EEE314 Introduction to Data Mining

Course Objectives:

  • Gain a solid understanding of the fundamental concepts and techniques of data mining.
  • Develop practical skills in data preprocessing, analysis, and visualization.
  • Learn to apply classification, clustering, association analysis, anomaly detection, and dimensionality reduction techniques to real-world datasets.
  • Complete a data mining project from start to finish, demonstrating the ability to extract valuable insights from data.

TextBook & Lecture Notes: “Introduction to Data Mining” by Tan, Steinbach, and Kumar (First Edition)

Week 1: Introduction to Data Mining

  • Overview of Data Mining: Scope, definitions, and fundamental concepts.
  • Importance and Applications of Data Mining.

Week 2: Data

  • Understanding Types of Data.
  • Data Quality and Preprocessing Techniques.
  • Lab Session: Data preprocessing with Python.

Week 3: Exploring Data

  • Techniques for Data Visualization.
  • Summary Statistics for Understanding Data.

Week 4: Classification: Basic Concepts, Decision Trees, and Model Evaluation

  • Introduction to Classification and Decision Trees.
  • Model Evaluation Metrics.
  • Lab Session: Implementing decision trees and evaluating model performance.

Week 5-6: Classification: Alternative Techniques

  • Advanced Classification Algorithms: k-NN, SVM, Neural Networks.
  • Comparison and Selection of Classification Techniques.

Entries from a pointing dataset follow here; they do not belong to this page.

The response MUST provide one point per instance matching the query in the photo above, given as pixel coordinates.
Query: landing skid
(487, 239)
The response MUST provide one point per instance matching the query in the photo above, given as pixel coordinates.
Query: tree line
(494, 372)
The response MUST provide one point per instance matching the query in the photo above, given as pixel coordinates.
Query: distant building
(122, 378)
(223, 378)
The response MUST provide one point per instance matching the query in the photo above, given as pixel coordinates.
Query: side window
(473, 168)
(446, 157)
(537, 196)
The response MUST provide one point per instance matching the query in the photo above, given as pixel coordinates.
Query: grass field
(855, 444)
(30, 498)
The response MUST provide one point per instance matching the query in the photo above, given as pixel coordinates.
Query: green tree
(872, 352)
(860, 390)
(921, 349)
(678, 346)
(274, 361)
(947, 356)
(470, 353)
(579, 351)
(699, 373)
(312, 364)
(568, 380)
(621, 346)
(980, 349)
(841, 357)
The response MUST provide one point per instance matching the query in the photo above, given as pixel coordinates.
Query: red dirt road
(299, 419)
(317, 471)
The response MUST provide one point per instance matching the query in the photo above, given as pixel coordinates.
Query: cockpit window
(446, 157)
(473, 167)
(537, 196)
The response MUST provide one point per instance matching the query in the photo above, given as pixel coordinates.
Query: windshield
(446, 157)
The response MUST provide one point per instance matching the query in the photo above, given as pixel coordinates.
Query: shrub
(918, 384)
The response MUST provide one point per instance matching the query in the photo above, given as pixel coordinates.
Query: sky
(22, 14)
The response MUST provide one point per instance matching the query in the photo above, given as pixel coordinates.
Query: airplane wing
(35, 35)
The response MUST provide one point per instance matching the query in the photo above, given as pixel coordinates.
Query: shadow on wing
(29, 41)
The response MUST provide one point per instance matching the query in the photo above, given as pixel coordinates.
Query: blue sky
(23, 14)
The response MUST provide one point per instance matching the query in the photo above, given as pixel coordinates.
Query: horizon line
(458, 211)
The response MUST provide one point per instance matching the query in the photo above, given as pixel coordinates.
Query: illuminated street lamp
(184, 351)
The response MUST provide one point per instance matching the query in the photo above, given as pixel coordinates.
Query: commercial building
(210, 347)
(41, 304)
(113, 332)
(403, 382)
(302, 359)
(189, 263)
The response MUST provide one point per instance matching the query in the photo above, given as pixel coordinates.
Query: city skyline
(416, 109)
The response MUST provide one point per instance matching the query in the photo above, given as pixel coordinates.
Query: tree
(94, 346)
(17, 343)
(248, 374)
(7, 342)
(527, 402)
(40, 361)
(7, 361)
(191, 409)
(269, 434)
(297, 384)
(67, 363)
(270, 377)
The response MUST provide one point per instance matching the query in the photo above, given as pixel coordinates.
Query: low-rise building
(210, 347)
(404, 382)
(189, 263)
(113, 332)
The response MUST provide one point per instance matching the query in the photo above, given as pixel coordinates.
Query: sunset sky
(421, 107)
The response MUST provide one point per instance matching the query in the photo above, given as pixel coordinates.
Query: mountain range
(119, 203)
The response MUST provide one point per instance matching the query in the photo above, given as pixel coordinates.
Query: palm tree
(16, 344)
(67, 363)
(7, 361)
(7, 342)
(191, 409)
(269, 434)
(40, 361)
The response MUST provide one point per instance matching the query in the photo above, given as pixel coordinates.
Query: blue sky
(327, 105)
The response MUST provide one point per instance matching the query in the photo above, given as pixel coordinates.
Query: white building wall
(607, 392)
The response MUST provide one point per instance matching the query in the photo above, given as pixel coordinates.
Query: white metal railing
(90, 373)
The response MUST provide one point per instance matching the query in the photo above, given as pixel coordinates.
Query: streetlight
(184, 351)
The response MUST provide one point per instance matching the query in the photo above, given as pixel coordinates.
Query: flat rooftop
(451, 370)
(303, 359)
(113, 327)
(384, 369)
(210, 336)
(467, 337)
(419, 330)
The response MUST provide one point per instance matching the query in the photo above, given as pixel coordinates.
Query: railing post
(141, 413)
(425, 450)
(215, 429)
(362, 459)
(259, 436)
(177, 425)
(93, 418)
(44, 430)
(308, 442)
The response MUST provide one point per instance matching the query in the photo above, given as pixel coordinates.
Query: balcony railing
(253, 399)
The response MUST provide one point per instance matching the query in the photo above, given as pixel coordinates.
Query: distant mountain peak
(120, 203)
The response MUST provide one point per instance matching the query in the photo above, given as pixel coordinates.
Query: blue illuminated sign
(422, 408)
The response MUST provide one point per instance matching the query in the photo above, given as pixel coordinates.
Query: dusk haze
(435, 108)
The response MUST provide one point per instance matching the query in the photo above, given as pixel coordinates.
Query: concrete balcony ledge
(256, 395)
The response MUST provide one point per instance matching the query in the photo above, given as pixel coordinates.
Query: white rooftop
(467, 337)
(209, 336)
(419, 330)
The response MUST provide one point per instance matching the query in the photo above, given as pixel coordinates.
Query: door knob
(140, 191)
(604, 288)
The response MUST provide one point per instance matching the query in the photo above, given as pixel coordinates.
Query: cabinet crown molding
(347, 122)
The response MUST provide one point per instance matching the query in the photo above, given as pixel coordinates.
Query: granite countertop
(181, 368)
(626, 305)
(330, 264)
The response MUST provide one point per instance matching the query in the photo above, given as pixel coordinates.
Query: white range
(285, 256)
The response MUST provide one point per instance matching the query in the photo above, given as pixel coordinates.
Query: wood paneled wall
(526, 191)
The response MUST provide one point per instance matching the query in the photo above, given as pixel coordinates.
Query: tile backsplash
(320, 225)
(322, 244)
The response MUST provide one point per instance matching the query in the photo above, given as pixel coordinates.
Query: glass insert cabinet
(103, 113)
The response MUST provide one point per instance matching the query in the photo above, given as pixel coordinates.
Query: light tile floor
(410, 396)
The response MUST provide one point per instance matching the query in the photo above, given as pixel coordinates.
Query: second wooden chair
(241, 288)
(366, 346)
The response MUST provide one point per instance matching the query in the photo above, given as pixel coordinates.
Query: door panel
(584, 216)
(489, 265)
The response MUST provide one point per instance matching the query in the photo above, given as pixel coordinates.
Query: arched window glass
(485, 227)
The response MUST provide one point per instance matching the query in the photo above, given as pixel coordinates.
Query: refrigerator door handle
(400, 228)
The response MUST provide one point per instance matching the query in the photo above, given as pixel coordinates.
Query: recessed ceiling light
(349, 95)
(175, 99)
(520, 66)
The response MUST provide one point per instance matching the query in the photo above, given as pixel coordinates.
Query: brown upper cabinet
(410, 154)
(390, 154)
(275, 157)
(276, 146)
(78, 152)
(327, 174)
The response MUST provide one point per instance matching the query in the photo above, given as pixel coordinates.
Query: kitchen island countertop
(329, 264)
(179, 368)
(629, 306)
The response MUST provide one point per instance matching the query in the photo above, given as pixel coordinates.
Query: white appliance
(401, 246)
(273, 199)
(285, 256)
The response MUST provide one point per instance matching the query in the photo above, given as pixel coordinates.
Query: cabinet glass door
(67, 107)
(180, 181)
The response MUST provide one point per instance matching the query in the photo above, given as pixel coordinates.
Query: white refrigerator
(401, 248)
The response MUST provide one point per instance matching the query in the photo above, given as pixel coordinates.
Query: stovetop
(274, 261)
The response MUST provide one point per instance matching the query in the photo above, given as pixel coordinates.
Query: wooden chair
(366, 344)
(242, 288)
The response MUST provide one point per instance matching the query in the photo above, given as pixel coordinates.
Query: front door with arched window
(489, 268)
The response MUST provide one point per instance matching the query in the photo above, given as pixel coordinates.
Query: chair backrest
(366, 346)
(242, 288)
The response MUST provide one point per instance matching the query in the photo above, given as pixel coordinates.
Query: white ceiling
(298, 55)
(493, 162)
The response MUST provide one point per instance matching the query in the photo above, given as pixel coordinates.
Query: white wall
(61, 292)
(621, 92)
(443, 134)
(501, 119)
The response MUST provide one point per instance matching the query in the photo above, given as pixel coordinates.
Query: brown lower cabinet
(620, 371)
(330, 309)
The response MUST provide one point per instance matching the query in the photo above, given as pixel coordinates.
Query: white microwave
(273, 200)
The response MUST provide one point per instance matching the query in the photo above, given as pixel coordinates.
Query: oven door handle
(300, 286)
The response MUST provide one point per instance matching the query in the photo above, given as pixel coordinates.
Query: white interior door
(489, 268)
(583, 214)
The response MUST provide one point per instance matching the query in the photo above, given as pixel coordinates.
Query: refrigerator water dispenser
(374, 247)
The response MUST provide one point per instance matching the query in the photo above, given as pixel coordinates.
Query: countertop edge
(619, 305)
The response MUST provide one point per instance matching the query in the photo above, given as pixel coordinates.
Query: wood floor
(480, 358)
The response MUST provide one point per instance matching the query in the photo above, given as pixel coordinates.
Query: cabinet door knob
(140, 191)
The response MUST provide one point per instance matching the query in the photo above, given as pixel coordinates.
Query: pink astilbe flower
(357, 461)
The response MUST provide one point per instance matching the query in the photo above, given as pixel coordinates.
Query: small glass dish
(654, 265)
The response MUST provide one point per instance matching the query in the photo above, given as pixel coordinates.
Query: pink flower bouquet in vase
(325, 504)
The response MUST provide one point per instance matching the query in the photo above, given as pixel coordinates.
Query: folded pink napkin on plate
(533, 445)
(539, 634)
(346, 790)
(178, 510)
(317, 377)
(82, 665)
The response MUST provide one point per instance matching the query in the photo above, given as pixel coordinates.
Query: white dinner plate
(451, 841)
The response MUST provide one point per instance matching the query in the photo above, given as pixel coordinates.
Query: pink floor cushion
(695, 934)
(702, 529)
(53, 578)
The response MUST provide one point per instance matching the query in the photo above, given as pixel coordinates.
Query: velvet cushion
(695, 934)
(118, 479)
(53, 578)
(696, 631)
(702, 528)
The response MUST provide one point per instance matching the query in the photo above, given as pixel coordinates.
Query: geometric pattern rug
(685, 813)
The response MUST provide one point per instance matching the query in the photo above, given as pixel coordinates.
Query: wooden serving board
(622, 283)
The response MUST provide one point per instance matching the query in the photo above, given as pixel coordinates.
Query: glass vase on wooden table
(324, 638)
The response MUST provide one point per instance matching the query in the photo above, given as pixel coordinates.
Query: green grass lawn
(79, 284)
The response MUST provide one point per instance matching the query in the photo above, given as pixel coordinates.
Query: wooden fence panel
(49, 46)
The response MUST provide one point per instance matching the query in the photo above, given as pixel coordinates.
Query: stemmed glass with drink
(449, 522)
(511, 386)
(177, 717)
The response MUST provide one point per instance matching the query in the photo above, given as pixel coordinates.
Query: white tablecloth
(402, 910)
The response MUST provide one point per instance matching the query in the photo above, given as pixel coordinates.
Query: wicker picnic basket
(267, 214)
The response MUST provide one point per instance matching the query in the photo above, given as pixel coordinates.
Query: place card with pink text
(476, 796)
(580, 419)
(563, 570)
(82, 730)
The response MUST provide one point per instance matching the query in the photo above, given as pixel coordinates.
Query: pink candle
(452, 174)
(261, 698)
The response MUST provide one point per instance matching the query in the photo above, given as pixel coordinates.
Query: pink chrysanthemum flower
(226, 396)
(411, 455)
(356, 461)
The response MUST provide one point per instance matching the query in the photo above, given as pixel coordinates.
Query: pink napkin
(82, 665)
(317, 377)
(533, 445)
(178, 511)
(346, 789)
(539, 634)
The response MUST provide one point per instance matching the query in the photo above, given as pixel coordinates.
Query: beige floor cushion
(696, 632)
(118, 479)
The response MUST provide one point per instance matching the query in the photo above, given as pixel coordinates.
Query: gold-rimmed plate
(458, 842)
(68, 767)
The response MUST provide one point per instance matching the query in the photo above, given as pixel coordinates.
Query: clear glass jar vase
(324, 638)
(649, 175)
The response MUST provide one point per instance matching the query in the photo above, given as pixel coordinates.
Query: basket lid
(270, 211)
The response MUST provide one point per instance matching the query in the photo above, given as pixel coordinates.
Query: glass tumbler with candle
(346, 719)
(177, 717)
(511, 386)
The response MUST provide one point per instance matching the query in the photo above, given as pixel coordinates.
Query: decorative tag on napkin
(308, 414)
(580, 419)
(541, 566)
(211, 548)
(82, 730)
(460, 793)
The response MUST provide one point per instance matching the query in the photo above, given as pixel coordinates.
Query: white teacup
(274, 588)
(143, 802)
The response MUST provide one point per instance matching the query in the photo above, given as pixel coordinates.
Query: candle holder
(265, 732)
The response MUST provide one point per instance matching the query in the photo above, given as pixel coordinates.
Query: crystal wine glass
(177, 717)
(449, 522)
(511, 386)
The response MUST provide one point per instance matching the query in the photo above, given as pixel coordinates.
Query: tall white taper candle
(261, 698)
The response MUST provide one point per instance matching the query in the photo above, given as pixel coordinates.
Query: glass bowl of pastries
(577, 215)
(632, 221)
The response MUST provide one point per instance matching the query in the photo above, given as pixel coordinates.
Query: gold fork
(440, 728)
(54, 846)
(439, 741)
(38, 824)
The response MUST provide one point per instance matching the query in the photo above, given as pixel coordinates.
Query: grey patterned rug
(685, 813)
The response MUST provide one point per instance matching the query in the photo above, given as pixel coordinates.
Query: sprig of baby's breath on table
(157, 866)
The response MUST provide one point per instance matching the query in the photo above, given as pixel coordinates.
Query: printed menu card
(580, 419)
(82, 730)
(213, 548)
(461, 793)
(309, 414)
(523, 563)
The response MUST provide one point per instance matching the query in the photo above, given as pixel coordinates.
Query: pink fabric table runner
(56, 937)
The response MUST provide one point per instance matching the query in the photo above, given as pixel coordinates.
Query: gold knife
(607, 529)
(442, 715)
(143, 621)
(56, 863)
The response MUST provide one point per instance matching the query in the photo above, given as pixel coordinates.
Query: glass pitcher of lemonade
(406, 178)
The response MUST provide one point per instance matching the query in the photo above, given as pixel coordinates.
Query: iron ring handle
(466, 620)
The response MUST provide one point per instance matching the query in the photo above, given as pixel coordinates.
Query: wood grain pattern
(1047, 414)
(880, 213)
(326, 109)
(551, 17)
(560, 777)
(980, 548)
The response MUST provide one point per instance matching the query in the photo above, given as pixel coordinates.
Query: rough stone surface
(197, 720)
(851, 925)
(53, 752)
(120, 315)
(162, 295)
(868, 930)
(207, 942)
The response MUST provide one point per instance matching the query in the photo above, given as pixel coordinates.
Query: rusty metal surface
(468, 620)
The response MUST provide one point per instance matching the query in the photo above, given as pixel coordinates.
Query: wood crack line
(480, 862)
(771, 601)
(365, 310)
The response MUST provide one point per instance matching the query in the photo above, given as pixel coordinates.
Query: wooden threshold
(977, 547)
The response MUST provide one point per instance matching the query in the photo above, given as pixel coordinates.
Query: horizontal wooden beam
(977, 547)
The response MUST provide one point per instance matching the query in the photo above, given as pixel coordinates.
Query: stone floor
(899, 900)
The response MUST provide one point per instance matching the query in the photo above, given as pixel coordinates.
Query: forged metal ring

Week 7: Association Analysis: Basic Concepts and Algorithms

  • Market Basket Analysis and the Apriori Algorithm.
  • Project: Perform association analysis on a retail dataset, due in two weeks.

Week 8: Midterm Exam

Week 9: Association Analysis: Advanced Concepts

  • Advanced Association Analysis Algorithms.
  • Enhancements in Association Analysis.
  • Lab Session: Implementing the FP-growth algorithm.

Week 10: Cluster Analysis: Basic Concepts and Algorithms

  • Clustering Techniques and their Applications.
  • Assignment: Clustering a dataset and analyzing the results.

Week 11: Anomaly Detection and Dimensionality Reduction

  • Anomaly Detection: Concepts, Applications, and Techniques.
  • Dimensionality Reduction: PCA, SVD, and t-SNE.
  • Lab Session: Anomaly detection and implementing PCA.

Weeks 12-14: Project Presentations

  • Students will present their final projects, which should incorporate the concepts and techniques learned throughout the course.
  • Each presentation will include a discussion of the problem statement, methodology, data analysis, results, and conclusions.